Jim Harris Talks About Illustrating...
The Trouble With Cauliflower
You have to admit that a book called The Trouble With Cauliflower covers a very important topic. In fact, the main surprise for me when I read the manuscript for the first time was that it was so SHORT. I mean, I could have filled volumes talking about “the trouble with cauliflower.”
Having said that (mostly for the benefit of my mother… who could not think of one SINGLE trouble with cauliflower the whole time I was growing up)… I must tell you that the book The Trouble With Cauliflower actually purports to show that there IS no trouble with cauliflower. In fact, it tastes fine, smells great, looks charming (thanks to the art, I might add) and will not – although there is some confusion over this at the beginning – bring you bad luck.
It almost convinced me.
I said ALMOST.
The only time I eat cauliflower is if it is chopped up into invisible pieces and surreptitiously slipped into a lettuce salad. And my wife gets away with that only if I’ve been up 48 hours straight trying to meet a deadline… thus my taste buds and visual apparatus are only functioning at half normal capacity.

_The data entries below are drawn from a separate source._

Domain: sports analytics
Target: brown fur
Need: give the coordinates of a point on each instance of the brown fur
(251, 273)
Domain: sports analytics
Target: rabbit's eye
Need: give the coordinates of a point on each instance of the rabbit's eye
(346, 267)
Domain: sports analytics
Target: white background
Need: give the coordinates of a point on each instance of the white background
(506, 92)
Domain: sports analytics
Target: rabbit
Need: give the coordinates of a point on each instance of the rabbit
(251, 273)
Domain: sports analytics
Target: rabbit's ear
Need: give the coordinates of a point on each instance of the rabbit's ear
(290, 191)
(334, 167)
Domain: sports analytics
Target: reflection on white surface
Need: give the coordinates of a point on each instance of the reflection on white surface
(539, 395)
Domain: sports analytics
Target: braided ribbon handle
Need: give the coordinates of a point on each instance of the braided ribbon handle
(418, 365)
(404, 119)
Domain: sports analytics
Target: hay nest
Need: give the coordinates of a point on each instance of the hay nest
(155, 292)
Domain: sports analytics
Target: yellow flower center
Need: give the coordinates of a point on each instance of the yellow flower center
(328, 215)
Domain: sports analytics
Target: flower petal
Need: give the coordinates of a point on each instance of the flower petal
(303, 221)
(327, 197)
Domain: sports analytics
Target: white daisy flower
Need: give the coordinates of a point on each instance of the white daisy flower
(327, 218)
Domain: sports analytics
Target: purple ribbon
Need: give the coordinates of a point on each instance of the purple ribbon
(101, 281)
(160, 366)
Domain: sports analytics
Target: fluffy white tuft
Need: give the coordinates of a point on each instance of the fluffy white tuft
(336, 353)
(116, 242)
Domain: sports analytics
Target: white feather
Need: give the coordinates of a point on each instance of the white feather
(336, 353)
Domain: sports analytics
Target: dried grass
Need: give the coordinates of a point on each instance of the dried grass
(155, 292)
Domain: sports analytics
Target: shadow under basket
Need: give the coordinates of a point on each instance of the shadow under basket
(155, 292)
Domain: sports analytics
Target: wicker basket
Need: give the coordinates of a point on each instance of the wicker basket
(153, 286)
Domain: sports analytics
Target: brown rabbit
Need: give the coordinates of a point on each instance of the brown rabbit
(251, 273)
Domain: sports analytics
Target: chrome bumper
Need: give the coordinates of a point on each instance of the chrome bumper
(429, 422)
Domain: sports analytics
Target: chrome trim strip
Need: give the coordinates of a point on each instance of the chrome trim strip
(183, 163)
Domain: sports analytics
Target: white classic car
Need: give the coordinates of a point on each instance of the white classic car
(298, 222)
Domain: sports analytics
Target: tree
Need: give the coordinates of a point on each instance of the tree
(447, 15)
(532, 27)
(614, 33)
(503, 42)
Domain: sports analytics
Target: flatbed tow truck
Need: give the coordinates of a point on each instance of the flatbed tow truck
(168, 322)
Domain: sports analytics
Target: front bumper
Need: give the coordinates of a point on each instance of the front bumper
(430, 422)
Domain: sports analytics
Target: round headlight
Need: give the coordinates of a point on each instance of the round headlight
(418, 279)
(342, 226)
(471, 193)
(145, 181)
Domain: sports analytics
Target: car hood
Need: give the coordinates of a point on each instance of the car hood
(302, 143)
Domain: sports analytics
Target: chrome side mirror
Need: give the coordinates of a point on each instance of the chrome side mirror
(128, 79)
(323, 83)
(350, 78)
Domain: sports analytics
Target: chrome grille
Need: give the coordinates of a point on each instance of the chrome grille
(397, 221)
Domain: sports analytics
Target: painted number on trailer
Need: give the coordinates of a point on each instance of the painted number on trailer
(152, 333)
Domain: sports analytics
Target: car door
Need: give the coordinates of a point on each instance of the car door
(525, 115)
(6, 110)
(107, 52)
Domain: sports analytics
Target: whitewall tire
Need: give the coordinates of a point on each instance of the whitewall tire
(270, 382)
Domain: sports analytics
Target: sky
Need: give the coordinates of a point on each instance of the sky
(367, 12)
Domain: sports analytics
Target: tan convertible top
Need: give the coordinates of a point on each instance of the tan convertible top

Personally, I think variety is the most important thing in a diet. A good variety would consist of something like pepperoni pizza, followed by ham pizza, then mega-cheese-supreme pizza, triple-pepper pizza, sausage pizza, cream-cheese pizza, chocolate pizza…. You get the idea. I feel strongly that a steady rotation of this type of variety completely eliminates any need for cauliflower.
And now that we are on the topic of variety, I would like to move over to the idea of variety in artwork. ANYTHING to get off the topic of cauliflower!
Using Textures in Illustrations
Variety is actually very important in artwork. And one of my favorite ways to use variety is in textures. Some people say my artwork is “detailed.” But there are many places it isn’t detailed at all… it just has a lot of variety in the textures.
Here’s Mortimer, the hero of The Trouble With Cauliflower, making a very good point about one particular cauliflower casserole. (I can’t tell you the point or I’d give away the plot… )
Anyway, this illustration would be boring if it didn’t have different textures for your eye to enjoy subconsciously when you look at it.
There’s the chair seat… a knobbly kind of texture
There’s Mort’s shoes…. a glossy leathery texture
There’s his socks… chunky lumps
There’s Mort’s fur… spiky texture
And his nose… a smooth, almost shiny kind of texture .
Now maybe it seems like all this happens automatically… but it doesn’t. You have to purposely notice the textures in the objects you’re painting and choose to emphasize them in your brush strokes (and even before that, in your preliminary sketch)… for them to show up clearly.
Not all artists choose to emphasize texture. Some almost ignore it and get a sense of variety through other things, but I love to play with interesting textures.